Gold prices are modestly lower Friday morning as traders look for direction amid renewed concerns about U.S.-China trade tensions after the Chinese government and media talked tough, saying the U.S. administration must show sincerity if it is to hold meaningful trade talks.
Meanwhile, the U.S. President Donald Trump today officially postponed auto tariffs for up to six months.
Thanks to recent upbeat data on jobless claims, housing starts and Philadelphia-area manufacturing activity, the dollar remains fairly steady today, moving in a tight range above the unchanged line.
Gold futures for June are down $2.20, or 0.17%, at $1,284.00 an ounce.
Silver futures are declining $0.124, or 0.85%, at $14.415 an ounce, while Copper futures for July are down $0.0140, or 0.51%, at $2.7340 per pound.
Amid fears of an escalation in U.S.-China trade tensions, U.S. stock futures are drifting lower this morning.
The Dow, S&P and Nasdaq futures are down between 0.7 and 1%.
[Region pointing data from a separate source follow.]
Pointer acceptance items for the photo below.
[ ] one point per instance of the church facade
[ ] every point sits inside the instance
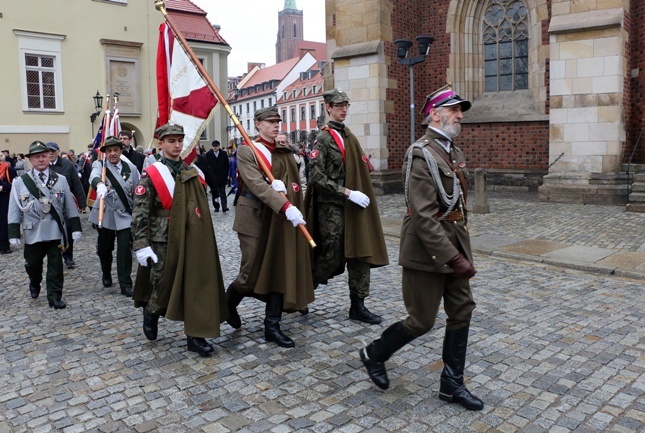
(557, 86)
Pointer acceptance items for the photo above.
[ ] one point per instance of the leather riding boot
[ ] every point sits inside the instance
(150, 322)
(452, 387)
(380, 350)
(359, 312)
(272, 321)
(106, 269)
(233, 298)
(199, 345)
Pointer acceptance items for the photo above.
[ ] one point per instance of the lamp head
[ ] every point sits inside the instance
(402, 47)
(424, 44)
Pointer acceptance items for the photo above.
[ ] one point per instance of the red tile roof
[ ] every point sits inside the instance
(192, 22)
(275, 72)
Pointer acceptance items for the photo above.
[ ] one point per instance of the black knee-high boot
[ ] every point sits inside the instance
(233, 298)
(272, 321)
(452, 387)
(380, 350)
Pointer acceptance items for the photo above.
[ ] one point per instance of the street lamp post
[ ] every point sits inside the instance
(402, 50)
(98, 107)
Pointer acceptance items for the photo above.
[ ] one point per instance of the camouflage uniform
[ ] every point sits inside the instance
(150, 229)
(327, 173)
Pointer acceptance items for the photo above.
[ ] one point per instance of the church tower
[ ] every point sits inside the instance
(289, 32)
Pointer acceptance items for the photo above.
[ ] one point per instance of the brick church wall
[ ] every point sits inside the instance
(504, 146)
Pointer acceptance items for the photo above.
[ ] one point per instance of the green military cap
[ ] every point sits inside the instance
(335, 96)
(169, 129)
(268, 113)
(111, 141)
(37, 147)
Markets in Europe are exhibiting weakness on trade worries.
While U.S. President Donald Trump has sought to blame China for backing out of a nearly completed trade deal, a spokesperson for China's Ministry of Commerce claims the U.S. is responsible for serious setbacks in the trade talks.
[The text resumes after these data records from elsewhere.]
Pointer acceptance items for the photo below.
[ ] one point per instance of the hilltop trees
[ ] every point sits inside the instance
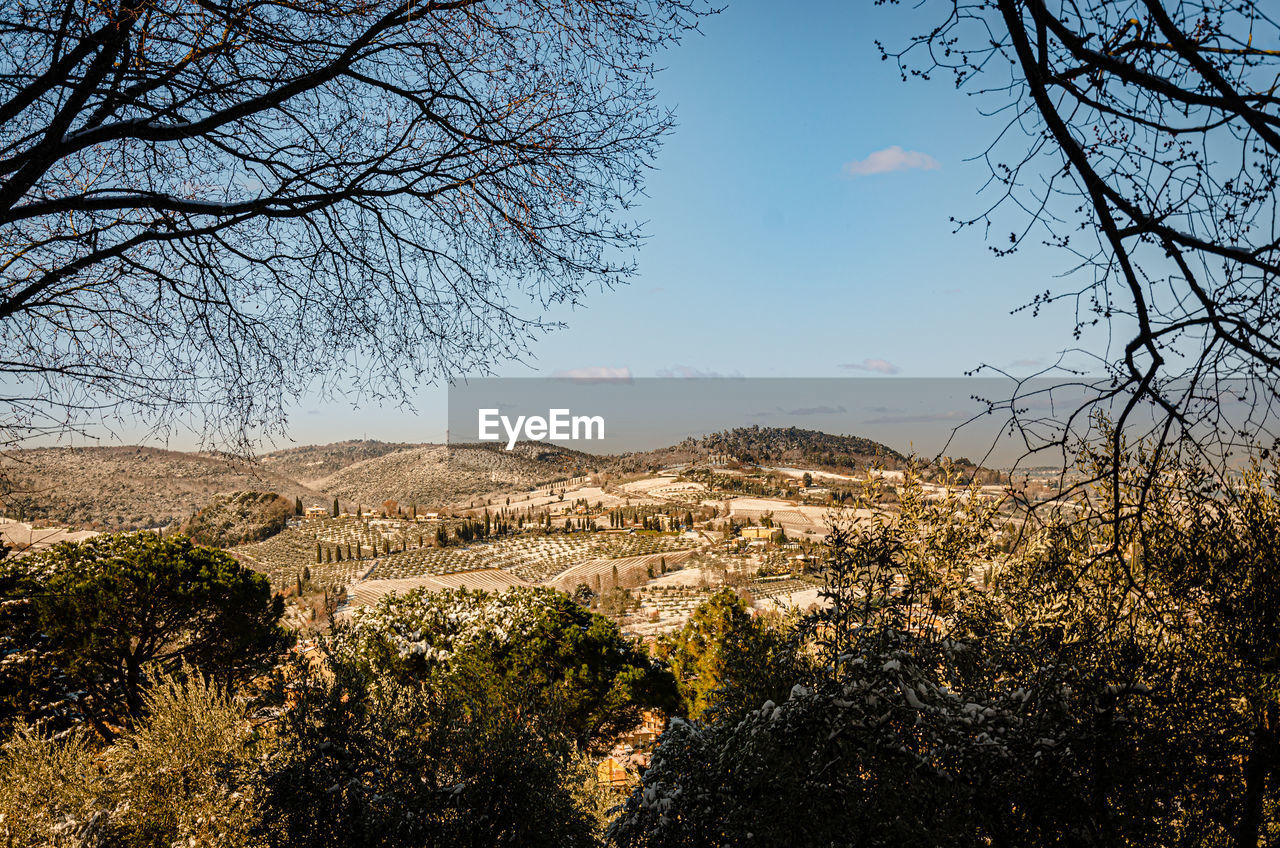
(1112, 685)
(571, 665)
(91, 624)
(374, 194)
(725, 659)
Commerce Ministry spokesperson Gao Feng accused the Trump administration of "bullying behavior" with a recent increase in tariffs, according to state-run Chinese news agency Xinhua.
"It is regrettable that the U.S. side unilaterally escalated trade disputes, which resulted in severe negotiating setbacks," Gao said.
He added, "We urge the U.S. side to correct wrongdoings as soon as possible to avoid causing heavier damages to businesses and consumers in both countries and dragging down the global economy."